Nous y consentons, et nous avons besoin d'y consentir. Pas seulement pour nous-même, c'est pas le plus glorieux, mais pour les autres (...) Oui, nous y consentons. Mais les démocraties, parce que les responsables politiques ont de moins en moins de courage, il est de plus en plus difficile de revenir sur les privations de libertés. Il y a toujours une voix, un courant, qui va se mettre à hurler lorsque quelqu'un va rétablir les libertés, en disant qu'on rétablit les risques. Et comme les hommes politiques ont appris à ne pas affronter les opinions publiques critiques, c'est de plus en plus difficile, mais ça veut dire que la réponse est entre nos mains, c'est à nous de faire mûrir nos démocraties.
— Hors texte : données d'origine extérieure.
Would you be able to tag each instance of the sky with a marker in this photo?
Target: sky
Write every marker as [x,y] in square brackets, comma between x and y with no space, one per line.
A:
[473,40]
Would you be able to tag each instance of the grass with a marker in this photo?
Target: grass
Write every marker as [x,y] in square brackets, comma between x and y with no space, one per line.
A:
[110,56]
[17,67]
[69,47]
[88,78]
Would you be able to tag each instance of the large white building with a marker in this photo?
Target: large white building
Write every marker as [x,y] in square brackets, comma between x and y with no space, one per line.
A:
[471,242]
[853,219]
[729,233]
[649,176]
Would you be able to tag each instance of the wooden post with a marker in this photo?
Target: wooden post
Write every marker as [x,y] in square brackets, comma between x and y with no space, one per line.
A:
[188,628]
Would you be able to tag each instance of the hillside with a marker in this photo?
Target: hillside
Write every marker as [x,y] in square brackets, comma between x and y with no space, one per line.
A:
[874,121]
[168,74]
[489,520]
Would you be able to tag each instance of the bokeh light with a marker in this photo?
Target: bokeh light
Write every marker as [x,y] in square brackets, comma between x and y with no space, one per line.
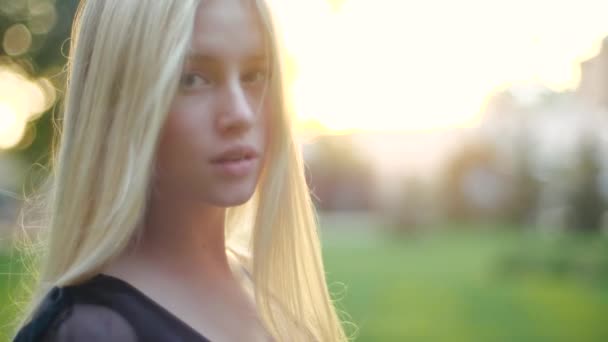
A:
[43,16]
[22,100]
[12,126]
[17,40]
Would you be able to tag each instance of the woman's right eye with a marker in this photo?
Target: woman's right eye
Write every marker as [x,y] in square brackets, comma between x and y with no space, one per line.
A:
[190,81]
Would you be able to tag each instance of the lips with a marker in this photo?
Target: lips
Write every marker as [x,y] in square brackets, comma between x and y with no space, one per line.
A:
[235,154]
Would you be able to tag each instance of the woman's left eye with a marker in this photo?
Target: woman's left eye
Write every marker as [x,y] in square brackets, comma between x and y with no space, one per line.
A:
[254,77]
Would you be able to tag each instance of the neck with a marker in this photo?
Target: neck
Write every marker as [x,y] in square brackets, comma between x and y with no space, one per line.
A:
[179,236]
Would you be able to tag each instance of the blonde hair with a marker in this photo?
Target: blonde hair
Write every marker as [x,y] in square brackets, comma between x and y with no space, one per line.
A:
[123,69]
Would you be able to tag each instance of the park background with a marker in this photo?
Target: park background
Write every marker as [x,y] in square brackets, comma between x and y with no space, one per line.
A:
[457,152]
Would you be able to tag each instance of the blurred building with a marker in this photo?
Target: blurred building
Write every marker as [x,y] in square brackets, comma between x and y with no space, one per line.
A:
[594,78]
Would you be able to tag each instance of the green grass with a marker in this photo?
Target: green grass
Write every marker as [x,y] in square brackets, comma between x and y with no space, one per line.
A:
[458,286]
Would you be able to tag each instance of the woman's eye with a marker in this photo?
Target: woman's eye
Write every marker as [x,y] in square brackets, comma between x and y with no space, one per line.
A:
[193,81]
[254,77]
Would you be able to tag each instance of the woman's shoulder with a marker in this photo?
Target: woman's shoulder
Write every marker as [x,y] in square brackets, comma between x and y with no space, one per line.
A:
[63,315]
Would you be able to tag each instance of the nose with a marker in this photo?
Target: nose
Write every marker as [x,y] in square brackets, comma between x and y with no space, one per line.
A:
[236,114]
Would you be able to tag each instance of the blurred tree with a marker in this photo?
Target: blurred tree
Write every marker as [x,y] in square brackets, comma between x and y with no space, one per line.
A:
[586,200]
[46,57]
[339,178]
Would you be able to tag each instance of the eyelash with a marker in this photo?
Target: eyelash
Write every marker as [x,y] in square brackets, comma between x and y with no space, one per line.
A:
[249,78]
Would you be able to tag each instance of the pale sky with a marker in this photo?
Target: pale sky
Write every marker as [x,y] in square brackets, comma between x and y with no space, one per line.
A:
[427,65]
[399,65]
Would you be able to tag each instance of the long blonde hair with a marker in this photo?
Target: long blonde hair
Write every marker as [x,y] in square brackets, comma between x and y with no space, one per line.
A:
[123,70]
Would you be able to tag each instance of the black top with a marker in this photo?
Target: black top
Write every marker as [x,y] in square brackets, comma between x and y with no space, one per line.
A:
[104,308]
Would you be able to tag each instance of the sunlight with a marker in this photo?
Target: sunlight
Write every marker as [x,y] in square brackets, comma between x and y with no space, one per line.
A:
[398,65]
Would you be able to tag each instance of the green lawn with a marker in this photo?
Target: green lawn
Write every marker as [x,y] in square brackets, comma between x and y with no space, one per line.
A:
[465,287]
[460,286]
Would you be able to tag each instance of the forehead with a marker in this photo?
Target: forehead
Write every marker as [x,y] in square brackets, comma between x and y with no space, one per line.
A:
[227,29]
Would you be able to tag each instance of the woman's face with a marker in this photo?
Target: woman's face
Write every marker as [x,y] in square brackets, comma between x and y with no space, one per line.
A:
[214,139]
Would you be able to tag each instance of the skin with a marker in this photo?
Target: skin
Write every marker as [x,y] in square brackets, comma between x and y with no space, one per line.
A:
[181,260]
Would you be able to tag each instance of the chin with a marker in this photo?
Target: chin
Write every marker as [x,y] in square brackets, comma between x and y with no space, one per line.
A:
[233,196]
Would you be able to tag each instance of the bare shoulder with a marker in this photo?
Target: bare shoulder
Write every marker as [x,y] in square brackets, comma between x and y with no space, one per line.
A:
[87,322]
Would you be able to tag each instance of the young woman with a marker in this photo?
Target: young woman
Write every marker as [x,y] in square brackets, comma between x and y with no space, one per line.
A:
[178,207]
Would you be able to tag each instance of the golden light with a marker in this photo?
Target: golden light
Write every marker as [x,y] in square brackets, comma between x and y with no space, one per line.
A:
[399,65]
[43,16]
[12,127]
[21,101]
[17,40]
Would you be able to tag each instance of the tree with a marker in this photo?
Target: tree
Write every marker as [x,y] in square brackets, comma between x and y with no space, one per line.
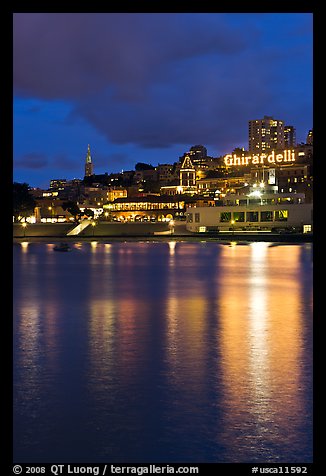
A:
[23,202]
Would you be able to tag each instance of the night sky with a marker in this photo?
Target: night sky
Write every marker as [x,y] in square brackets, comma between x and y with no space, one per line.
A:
[145,87]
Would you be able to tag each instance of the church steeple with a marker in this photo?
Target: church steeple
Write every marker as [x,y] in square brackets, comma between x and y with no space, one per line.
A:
[89,164]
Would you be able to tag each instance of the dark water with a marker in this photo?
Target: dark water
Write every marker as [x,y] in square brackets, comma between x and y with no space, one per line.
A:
[163,352]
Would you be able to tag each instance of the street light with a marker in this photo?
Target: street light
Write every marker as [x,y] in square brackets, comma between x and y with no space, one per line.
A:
[232,223]
[24,225]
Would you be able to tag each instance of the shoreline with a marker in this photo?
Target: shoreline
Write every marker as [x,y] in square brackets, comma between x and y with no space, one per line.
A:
[289,238]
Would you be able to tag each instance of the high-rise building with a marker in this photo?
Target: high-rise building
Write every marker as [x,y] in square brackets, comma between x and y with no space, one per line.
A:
[310,137]
[198,154]
[89,169]
[289,137]
[266,134]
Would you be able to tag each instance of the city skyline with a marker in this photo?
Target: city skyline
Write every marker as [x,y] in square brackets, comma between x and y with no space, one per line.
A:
[146,87]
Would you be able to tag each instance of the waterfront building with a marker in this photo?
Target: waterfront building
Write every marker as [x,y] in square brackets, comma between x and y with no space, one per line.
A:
[152,207]
[89,168]
[261,208]
[266,134]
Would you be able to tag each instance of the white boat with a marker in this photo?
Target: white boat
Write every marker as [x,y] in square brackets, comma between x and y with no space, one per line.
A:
[62,247]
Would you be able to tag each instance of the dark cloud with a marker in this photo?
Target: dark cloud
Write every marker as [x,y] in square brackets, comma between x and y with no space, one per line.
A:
[156,81]
[70,55]
[32,161]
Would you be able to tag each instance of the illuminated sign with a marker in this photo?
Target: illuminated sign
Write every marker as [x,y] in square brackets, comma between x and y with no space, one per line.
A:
[285,156]
[272,177]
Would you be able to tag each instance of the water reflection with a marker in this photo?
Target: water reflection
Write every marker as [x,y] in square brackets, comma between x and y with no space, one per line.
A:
[171,351]
[262,342]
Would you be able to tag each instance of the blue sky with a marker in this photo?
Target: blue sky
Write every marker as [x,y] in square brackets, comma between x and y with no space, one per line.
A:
[145,87]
Et si nous sortions de cette épreuve terrible, où nous perdons du monde, où nous perdons des amis, nous perdons des parents, nous les perdons dans des conditions les plus terribles, parce que nous ne sommes pas en situation de passer ensemble, autour de la personne qui s'en est allé, un moment d'apaisement, un moment de larmes, de chagrin, mais aussi de joie. C'est un rituel qui est aussi interdit en ce moment.
Si nous sacrifions ça, qui est un sacrifice terrible, et nous si nous sacrifions cela à une petite routine, en sortant, c'est que nous avons été misérable, peureux, reclus chez nous, pour ne pas tomber malade, pour ne pas crever, mais grand comme nous devrions être capable de l'être en ces circonstances."